The Obama administration has faced similar criticism before. For instance, it claimed to back the democratic aspirations of the Arab Spring protesters in Egypt, and did indeed support the country's first democratically elected government. But when military leader Abdel Fattah el-Sisi deposed that government in a coup, the US objected and punished Sisi at first, but eventually resigned itself to partnering with the military dictator.

This is not just a problem unique to the Obama administration, either. Rather, it's a longstanding dilemma that has plagued US foreign policy for decades, especially (though certainly not exclusively) in the Middle East.

This stems from the inherent tension between two core elements of America's identity as a nation: the idealistic vision of America as a beacon of freedom and democracy on the one hand, and the vision of America as the leading world power whose job and responsibility it is to maintain order and stability — not just politically, but also economically — around the world. In other words, it's a clash between idealism and realism.

And this tension is what creates the discordant foreign policy that is often (justifiably) perceived as plain hypocrisy.

When it comes to Saudi Arabia, the Obama administration chose realism; it chose interests over values.
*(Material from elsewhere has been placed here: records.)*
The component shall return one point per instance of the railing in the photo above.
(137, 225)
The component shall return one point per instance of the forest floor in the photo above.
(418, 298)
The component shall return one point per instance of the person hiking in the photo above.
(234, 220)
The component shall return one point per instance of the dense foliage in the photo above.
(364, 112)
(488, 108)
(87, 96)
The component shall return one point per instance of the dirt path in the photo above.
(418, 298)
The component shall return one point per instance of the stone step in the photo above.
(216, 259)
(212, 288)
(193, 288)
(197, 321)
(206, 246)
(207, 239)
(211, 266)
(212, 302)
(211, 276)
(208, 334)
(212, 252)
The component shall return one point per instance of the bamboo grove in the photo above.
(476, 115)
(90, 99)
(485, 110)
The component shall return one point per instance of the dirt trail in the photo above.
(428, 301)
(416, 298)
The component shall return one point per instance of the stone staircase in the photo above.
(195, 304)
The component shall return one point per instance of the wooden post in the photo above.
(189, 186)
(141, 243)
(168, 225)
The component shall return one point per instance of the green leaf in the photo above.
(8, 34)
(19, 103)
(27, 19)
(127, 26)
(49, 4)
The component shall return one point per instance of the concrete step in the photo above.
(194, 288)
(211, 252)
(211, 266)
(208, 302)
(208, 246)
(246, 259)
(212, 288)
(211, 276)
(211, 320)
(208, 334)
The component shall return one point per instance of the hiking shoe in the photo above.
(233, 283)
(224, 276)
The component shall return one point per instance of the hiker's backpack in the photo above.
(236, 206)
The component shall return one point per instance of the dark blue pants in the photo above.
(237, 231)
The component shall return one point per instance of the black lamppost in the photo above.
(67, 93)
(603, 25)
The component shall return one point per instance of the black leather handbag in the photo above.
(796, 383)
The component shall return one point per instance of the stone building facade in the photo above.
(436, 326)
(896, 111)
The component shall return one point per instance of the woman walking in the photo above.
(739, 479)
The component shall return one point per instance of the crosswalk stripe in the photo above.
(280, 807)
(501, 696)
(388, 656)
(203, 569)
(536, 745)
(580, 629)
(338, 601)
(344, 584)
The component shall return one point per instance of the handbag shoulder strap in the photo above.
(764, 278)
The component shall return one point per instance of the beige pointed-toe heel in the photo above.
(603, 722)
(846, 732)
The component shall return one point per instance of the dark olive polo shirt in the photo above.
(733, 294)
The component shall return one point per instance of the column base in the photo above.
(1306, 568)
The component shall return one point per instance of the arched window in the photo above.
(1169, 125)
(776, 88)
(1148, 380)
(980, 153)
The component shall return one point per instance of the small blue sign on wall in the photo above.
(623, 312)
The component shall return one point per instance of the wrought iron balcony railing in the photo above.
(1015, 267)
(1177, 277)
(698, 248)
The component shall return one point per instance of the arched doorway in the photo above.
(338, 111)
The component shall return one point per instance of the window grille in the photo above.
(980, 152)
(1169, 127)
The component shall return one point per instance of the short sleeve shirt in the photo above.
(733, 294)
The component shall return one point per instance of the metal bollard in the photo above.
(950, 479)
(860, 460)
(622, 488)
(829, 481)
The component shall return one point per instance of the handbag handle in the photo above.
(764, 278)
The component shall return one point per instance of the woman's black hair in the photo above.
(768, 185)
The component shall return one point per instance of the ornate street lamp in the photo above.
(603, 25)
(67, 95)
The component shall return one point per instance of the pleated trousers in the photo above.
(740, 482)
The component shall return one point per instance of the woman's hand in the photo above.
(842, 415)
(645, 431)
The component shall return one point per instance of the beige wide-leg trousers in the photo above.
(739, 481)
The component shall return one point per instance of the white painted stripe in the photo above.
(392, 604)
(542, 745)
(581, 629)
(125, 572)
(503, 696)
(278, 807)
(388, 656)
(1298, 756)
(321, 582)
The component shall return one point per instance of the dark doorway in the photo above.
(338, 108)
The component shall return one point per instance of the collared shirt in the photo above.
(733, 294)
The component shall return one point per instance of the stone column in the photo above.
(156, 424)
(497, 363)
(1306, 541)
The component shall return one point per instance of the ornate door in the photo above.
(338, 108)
It chose to provide arms, knowing what those arms would do, because of what it would get in return.

Yes, the Obama administration may very well disapprove of how the Saudis are conducting the war in Yemen. It may see their actions as a violation of the US's stated moral and ethical commitment to defending human rights, and as ultimately not just wrong but counterproductive.

But the administration also clearly sees the Saudis — rightly or wrongly — as a necessary partner in the bigger effort to restore stability to the Middle East by defeating ISIS, ending the civil war in Syria, and ensuring that other parts of the region, such as Egypt and Jordan, remain relatively stable.

As all US administrations — and really all governments in general — have had to do, the Obama administration has made a trade-off: in this case, trading its moral and ethical authority for a chance at stability. History will be the judge of whether that was the right call. Meanwhile, the bombs in Yemen will continue falling.